With a grunt of pain, the Darambal warrior rose from amongst the rocks and walked cautiously towards the body. In death Frank still gripped the spear shaft, his opaque eyes staring at Wallarie’s feet.
Satisfied that the man no longer posed a threat, Wallarie squatted beside the body, and tugged away the bed-roll wrapped around the dead man’s shoulders. He unlashed the rope that held it together and grinned at the treasure that spilled out: tea, sugar, flour and tinned meat. And even better still, a twist of dark brown tobacco to savour, after he had eaten the man’s supplies.

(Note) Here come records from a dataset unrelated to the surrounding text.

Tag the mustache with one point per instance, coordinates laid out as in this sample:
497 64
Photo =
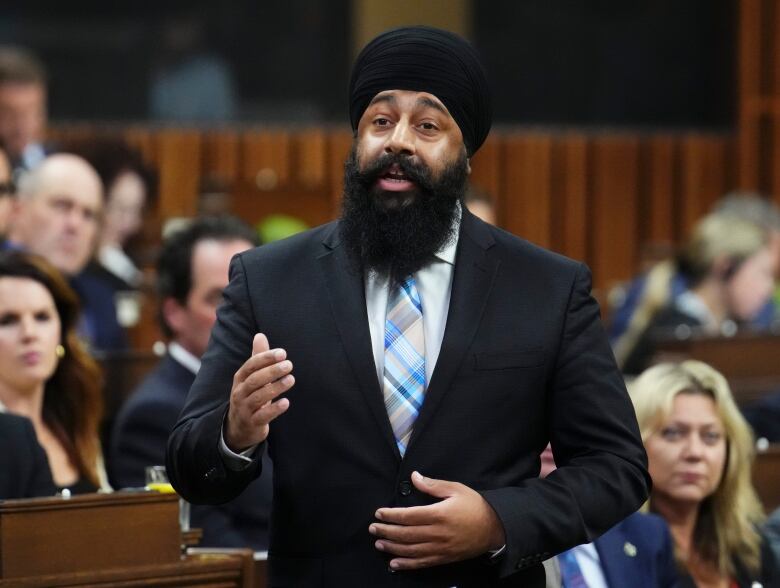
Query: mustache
416 172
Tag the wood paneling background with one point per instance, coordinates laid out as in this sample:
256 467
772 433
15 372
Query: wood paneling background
607 198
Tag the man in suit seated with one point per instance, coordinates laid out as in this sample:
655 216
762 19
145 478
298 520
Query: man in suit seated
637 552
24 469
192 272
429 358
57 214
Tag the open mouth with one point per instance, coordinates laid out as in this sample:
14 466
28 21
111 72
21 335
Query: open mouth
395 180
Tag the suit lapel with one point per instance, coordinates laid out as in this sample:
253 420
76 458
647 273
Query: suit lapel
615 564
475 271
347 297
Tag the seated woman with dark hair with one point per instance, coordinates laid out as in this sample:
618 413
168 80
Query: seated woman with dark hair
700 454
24 470
727 265
46 374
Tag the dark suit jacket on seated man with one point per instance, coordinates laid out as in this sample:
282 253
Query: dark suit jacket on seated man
514 355
24 468
192 272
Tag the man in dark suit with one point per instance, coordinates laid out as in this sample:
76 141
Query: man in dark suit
24 469
424 341
22 108
637 552
192 272
56 214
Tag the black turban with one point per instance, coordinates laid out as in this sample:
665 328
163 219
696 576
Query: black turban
425 59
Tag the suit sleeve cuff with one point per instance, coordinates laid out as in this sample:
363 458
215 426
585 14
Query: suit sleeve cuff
234 461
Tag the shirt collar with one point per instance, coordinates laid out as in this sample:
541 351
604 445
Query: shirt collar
184 357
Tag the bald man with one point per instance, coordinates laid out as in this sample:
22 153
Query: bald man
57 215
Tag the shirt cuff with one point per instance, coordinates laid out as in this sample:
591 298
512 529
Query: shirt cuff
234 461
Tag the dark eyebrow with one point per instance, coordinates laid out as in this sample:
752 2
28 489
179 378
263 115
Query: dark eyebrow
423 101
382 98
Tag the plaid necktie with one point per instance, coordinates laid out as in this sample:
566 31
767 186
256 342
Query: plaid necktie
404 378
570 571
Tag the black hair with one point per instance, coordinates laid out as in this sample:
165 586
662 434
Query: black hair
174 266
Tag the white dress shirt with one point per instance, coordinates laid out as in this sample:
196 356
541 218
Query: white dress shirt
434 284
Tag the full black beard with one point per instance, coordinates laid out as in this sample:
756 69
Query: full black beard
398 241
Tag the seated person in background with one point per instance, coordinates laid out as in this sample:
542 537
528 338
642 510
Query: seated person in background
22 107
24 469
192 272
700 454
764 417
727 265
636 552
748 207
6 192
45 373
128 186
57 215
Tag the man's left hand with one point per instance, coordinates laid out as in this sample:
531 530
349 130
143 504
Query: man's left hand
461 526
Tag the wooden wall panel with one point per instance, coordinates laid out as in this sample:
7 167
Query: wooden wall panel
528 187
311 158
221 155
615 197
571 188
266 159
659 191
338 145
486 172
179 167
603 198
703 177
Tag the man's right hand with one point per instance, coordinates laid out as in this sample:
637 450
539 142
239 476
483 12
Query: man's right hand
256 384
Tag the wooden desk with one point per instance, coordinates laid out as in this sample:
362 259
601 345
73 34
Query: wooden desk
749 361
766 477
120 539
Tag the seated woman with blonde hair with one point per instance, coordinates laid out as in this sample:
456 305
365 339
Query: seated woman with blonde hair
46 374
728 267
700 454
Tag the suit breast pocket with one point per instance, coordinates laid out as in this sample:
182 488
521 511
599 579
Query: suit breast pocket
507 360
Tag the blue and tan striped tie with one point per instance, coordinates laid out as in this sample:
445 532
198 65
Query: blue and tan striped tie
404 378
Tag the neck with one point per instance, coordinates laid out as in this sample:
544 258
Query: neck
28 403
681 518
711 293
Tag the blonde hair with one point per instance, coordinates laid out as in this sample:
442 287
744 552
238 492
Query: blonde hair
727 519
716 236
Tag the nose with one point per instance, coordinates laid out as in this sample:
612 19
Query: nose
28 328
694 448
401 140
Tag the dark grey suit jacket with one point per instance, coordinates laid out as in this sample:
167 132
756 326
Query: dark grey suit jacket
24 469
524 360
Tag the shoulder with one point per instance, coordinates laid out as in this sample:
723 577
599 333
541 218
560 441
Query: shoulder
644 523
519 256
164 389
15 427
306 243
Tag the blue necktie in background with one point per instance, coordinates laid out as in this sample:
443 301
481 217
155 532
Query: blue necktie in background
404 376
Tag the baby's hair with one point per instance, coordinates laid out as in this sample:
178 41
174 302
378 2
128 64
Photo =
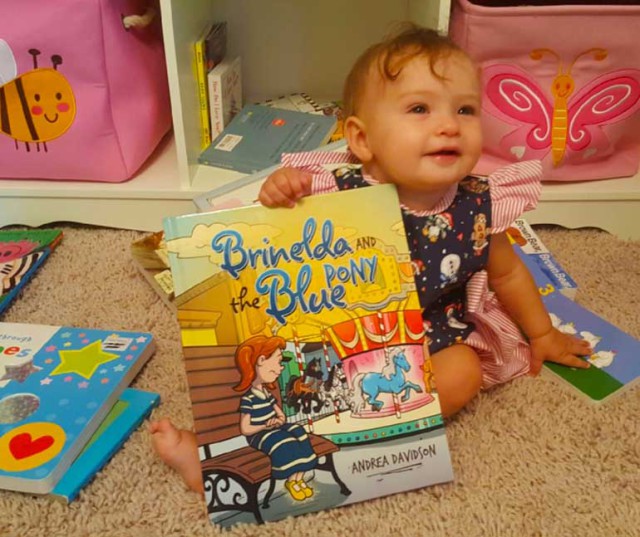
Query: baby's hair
390 55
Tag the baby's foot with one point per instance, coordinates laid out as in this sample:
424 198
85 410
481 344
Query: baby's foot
178 449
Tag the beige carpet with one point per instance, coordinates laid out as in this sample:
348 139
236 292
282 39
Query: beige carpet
531 458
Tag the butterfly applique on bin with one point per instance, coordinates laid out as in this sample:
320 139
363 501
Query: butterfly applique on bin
555 116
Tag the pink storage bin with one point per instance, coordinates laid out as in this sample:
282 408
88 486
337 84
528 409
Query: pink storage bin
561 83
96 105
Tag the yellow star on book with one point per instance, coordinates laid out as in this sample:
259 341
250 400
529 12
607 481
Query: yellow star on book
83 362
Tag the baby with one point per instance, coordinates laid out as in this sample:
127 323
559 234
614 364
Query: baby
412 106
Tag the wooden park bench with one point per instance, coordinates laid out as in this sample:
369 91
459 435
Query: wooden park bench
212 374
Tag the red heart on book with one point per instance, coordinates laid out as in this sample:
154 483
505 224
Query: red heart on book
22 445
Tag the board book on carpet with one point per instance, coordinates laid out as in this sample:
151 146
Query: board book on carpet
57 384
615 360
125 416
22 253
303 340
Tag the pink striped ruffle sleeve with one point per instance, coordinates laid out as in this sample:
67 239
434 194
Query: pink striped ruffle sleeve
314 162
514 189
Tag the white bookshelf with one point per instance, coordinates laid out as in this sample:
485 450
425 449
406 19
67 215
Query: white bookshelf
286 46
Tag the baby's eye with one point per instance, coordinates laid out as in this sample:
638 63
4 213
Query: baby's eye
419 109
467 110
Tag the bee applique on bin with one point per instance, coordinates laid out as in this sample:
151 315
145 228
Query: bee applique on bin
84 94
36 106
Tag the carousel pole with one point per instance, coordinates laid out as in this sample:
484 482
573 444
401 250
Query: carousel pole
383 334
300 362
327 361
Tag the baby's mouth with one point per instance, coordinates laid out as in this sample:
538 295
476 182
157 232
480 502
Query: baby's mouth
445 153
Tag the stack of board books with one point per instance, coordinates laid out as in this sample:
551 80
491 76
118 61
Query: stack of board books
22 253
65 405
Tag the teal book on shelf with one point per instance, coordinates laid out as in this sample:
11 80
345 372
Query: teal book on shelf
124 418
258 135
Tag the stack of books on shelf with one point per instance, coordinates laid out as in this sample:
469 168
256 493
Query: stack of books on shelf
219 79
65 404
22 253
258 135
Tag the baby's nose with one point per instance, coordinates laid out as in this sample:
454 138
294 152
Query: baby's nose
449 124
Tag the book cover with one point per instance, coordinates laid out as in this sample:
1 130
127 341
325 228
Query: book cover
150 256
225 93
302 337
524 235
615 361
22 253
125 416
57 384
258 135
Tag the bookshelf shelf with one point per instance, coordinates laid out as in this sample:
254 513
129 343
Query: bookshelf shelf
263 32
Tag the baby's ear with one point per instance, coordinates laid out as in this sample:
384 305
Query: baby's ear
356 135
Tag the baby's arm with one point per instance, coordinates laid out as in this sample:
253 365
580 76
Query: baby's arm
284 187
515 288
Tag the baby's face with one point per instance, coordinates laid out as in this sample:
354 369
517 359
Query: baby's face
424 132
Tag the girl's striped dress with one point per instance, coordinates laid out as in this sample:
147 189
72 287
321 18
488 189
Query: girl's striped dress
288 446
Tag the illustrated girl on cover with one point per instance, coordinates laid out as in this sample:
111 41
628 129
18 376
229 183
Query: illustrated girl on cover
262 420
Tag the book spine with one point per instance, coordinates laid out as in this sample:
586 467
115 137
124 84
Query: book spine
201 77
215 102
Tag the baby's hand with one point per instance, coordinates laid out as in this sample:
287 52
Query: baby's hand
284 187
554 346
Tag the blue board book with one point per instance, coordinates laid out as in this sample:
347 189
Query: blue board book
615 361
124 418
258 135
57 384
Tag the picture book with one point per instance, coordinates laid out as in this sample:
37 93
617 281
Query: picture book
303 338
150 256
123 418
22 253
524 235
615 361
224 83
258 135
57 384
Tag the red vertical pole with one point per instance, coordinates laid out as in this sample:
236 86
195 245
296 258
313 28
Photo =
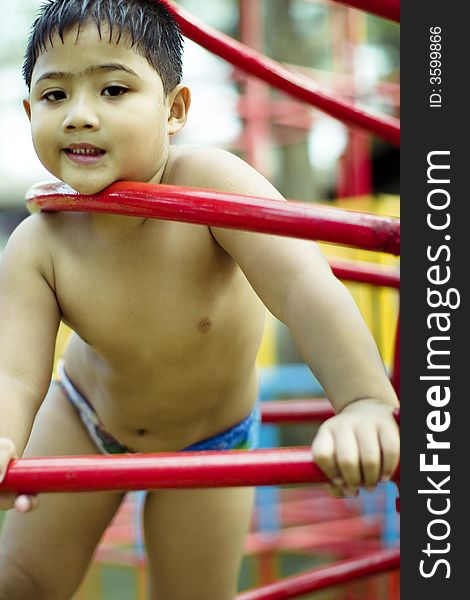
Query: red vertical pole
355 170
256 126
396 360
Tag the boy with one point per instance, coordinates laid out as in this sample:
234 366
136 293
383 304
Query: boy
167 317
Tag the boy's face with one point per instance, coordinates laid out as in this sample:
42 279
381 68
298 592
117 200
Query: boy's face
99 113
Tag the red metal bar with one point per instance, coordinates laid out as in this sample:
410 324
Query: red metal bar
163 470
396 361
296 411
278 76
364 272
388 9
361 230
321 578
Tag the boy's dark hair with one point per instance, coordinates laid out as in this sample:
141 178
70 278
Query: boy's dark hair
153 32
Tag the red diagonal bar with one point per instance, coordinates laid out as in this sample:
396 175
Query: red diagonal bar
163 470
323 577
388 9
278 76
364 272
222 209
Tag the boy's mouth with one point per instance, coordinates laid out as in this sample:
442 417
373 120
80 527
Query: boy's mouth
84 153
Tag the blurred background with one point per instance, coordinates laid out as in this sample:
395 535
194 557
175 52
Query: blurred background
309 156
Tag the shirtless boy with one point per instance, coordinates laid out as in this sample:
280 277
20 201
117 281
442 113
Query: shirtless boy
167 317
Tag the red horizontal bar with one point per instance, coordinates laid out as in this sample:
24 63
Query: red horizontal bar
273 73
162 470
323 577
223 209
296 411
388 9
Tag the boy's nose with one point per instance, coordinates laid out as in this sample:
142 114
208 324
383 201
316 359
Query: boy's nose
80 116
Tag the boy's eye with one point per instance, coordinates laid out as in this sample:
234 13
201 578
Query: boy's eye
54 96
114 90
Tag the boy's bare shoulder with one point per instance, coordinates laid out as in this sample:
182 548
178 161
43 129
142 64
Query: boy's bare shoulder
214 168
29 244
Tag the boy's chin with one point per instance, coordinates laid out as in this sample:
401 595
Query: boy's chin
87 189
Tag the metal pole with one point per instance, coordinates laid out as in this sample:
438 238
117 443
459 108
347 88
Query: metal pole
317 579
222 209
278 76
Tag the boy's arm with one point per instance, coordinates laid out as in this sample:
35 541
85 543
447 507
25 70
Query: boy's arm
29 319
292 278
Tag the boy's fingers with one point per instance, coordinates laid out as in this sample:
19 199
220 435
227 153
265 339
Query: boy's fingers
390 443
323 450
371 459
347 458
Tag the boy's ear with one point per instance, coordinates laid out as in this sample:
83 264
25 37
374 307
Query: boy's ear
27 108
179 101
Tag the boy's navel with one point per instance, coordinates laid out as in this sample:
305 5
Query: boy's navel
204 325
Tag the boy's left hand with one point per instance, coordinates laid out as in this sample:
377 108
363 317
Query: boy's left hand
360 446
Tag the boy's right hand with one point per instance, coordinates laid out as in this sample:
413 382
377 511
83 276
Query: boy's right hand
7 500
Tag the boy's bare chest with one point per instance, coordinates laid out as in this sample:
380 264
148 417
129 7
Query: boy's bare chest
162 293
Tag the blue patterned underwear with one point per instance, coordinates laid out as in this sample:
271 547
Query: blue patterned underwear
242 436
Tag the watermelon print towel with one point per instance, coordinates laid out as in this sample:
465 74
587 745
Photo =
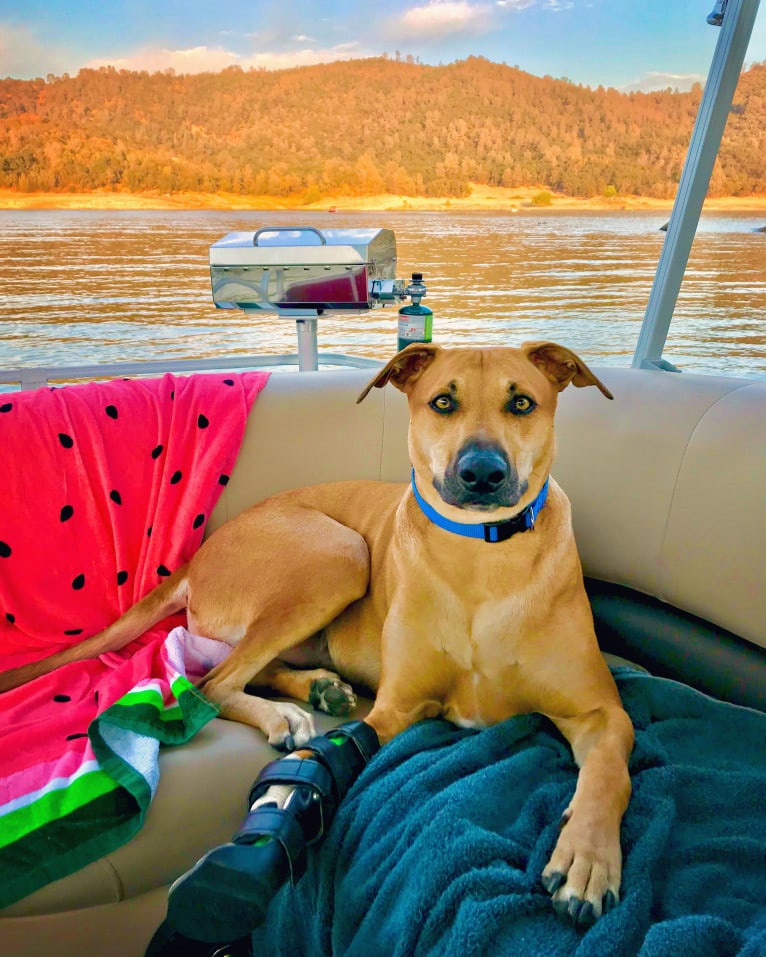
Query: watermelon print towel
105 489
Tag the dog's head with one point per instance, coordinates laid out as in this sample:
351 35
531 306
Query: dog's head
481 420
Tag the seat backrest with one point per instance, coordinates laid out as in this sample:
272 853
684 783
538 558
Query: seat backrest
667 482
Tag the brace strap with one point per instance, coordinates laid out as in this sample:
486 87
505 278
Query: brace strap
280 825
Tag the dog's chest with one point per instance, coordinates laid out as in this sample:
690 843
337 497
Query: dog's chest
483 650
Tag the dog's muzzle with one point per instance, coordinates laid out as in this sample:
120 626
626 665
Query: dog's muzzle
481 477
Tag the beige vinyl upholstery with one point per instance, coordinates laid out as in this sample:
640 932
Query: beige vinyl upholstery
668 495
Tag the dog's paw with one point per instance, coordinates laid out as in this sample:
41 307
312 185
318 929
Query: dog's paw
583 875
332 696
289 726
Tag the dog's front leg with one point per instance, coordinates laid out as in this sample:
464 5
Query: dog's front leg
585 869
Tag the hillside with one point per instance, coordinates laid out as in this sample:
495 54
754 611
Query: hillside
360 128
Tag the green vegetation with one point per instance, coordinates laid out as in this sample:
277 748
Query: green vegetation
363 127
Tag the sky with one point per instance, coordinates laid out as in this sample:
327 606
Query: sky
627 44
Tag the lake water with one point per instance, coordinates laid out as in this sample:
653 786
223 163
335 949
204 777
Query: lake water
86 287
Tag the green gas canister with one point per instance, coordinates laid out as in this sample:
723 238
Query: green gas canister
415 319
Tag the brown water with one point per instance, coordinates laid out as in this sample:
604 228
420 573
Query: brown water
85 287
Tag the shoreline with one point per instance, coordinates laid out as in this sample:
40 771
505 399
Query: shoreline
482 198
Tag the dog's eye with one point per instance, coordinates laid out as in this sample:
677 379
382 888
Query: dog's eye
443 403
521 405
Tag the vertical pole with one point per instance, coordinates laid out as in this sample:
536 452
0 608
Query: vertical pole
725 69
308 355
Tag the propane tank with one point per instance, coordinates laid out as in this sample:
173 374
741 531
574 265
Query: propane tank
415 319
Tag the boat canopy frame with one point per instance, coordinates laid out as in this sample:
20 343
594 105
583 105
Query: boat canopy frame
736 26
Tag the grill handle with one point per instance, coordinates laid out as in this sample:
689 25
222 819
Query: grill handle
289 229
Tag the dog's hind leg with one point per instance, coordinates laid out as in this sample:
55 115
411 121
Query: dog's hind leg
324 690
307 569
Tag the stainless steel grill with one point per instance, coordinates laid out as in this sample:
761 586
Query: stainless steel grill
302 273
281 270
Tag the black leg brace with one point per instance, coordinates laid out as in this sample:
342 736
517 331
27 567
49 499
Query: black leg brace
225 895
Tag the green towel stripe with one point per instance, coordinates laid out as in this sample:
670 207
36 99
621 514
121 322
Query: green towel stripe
55 804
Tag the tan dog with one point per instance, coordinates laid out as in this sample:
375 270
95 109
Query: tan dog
437 623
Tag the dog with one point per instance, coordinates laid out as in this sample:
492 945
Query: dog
458 595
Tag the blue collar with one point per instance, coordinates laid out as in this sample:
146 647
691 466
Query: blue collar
488 531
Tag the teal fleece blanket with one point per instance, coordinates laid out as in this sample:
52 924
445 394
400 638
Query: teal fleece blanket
437 850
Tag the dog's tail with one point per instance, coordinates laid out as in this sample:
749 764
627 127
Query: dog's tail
164 600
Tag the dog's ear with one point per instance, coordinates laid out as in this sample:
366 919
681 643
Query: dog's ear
405 368
562 366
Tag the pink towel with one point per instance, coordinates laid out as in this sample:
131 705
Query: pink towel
105 489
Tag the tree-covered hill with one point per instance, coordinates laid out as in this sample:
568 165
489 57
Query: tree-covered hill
363 127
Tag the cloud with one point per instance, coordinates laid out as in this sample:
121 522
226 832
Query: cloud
204 59
439 18
23 55
656 80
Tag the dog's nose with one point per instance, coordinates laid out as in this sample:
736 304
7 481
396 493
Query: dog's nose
482 470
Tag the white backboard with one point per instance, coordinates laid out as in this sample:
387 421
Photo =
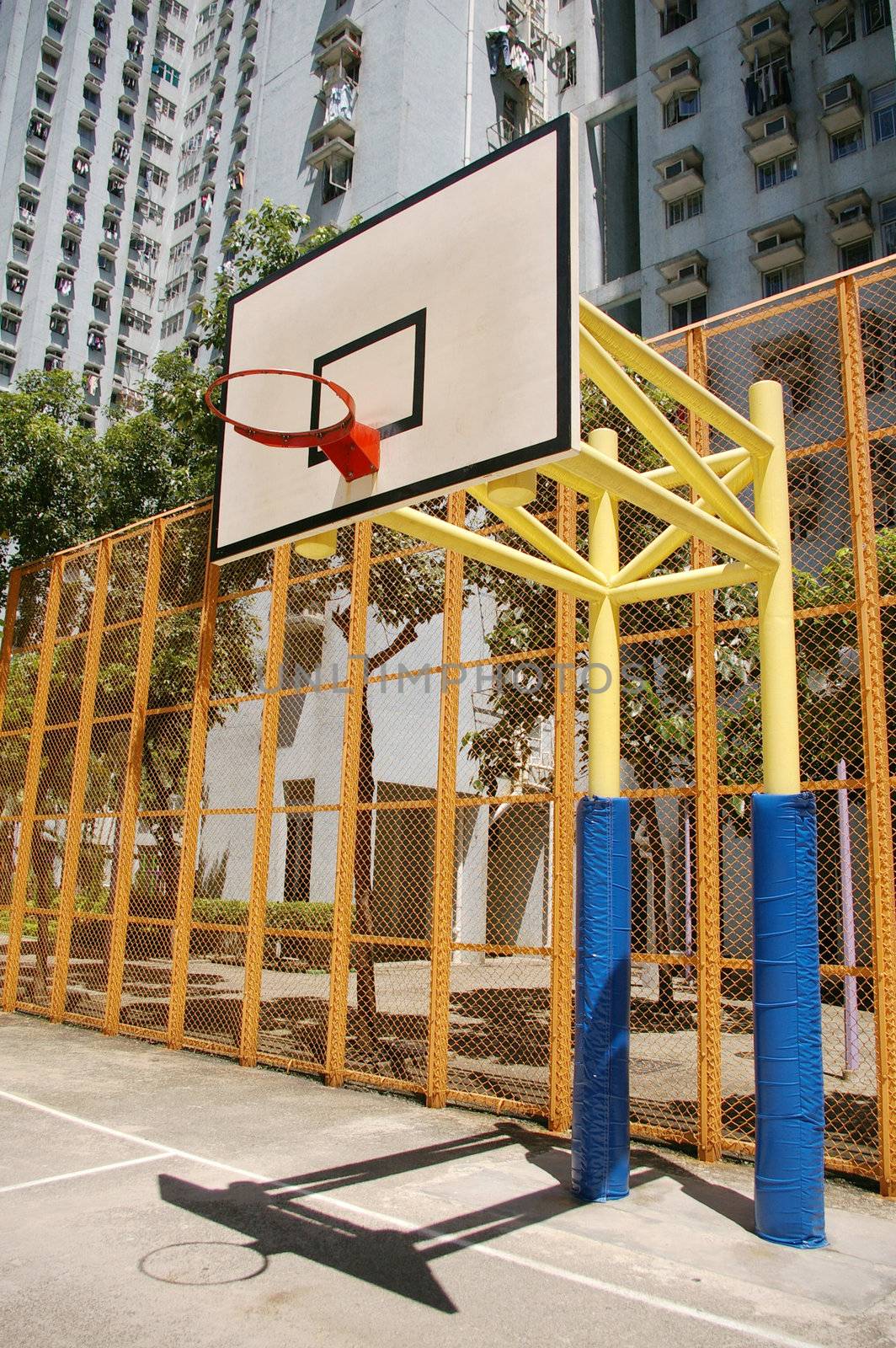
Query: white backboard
451 320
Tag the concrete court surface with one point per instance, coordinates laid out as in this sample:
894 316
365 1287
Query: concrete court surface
152 1197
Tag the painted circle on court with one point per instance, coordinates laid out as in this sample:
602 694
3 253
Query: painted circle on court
204 1264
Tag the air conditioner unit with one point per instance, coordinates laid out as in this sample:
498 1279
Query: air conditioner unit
835 96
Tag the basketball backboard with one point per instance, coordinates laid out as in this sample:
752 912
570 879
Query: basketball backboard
451 318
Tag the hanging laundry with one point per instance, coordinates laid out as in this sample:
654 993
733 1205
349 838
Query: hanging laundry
498 42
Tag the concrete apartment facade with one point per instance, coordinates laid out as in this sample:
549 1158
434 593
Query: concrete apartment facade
139 130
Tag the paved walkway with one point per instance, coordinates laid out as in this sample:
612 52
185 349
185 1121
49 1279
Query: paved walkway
152 1197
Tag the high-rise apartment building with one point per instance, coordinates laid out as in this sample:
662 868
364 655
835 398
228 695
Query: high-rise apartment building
725 152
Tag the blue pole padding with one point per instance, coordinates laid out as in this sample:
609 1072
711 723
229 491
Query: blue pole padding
603 990
787 1024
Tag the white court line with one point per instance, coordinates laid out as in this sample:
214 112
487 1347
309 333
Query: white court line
76 1174
581 1280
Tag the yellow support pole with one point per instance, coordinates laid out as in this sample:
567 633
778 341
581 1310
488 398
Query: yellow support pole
80 781
534 532
685 583
876 754
707 824
264 812
445 820
515 489
651 422
640 357
559 1111
341 950
192 810
776 629
604 705
721 463
660 548
30 789
589 471
131 789
483 549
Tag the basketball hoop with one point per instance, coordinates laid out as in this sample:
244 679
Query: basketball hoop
350 447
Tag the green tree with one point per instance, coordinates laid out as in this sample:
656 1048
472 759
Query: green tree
264 240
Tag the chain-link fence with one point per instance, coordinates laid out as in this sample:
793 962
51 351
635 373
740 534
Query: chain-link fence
321 815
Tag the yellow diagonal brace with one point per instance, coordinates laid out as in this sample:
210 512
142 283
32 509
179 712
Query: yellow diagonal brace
685 583
487 550
590 471
635 354
669 476
650 421
532 532
673 538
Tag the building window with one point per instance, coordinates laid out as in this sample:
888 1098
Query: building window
675 13
848 142
875 15
566 67
172 325
888 226
775 282
840 31
682 107
855 255
184 215
883 104
200 78
162 71
687 312
776 170
684 209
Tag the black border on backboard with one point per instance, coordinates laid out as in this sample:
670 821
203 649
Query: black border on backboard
559 128
415 415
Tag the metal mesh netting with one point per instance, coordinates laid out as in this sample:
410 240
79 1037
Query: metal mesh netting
243 813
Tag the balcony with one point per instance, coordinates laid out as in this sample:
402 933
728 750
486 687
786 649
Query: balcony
329 150
765 34
680 174
686 278
841 104
771 135
852 217
341 42
677 74
778 244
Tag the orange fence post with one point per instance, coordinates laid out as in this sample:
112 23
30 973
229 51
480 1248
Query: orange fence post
445 819
709 950
8 635
192 810
131 789
871 654
30 792
80 766
559 1115
264 812
341 952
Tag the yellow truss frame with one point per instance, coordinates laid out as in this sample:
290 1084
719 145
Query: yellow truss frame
756 543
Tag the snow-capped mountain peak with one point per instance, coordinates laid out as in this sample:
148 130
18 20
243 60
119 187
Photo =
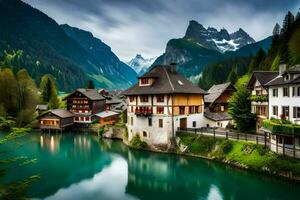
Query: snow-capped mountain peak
221 40
140 64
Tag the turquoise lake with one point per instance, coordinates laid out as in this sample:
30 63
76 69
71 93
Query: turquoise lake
82 166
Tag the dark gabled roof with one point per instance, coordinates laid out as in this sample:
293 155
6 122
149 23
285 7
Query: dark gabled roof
216 91
91 94
106 113
61 113
166 82
278 80
42 107
263 77
217 116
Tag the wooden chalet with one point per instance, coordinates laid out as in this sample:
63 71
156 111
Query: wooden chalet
107 117
84 103
216 105
58 119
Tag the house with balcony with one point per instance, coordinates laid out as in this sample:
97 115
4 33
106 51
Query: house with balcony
162 102
57 119
259 95
84 104
216 105
284 116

With a contented sigh Wallarie used the dead man’s knife to open a tin of meat and wolfed down the warm fatty contents. When his hunger had been sated he gathered the remaining food supplies into the blanket. He ignored the rifle; he knew its possession would mark him as a dangerous blackfella to the army of Europeans around the Palmer. To all intents and purposes he would be an inconspicuous, solitary myall trekking through the land they now claimed as their own. That way, to most he would not be perceived as a threat.
As he walked into the night Wallarie chuckled. Maybe some whitefellas might find the body. They would probably not recognise the distinctive spear barbs as belonging to Wallarie the Nerambura warrior from down south. That was a pity as the local blackfellas would get the blame and his personal war against the Europeans go unrecognised.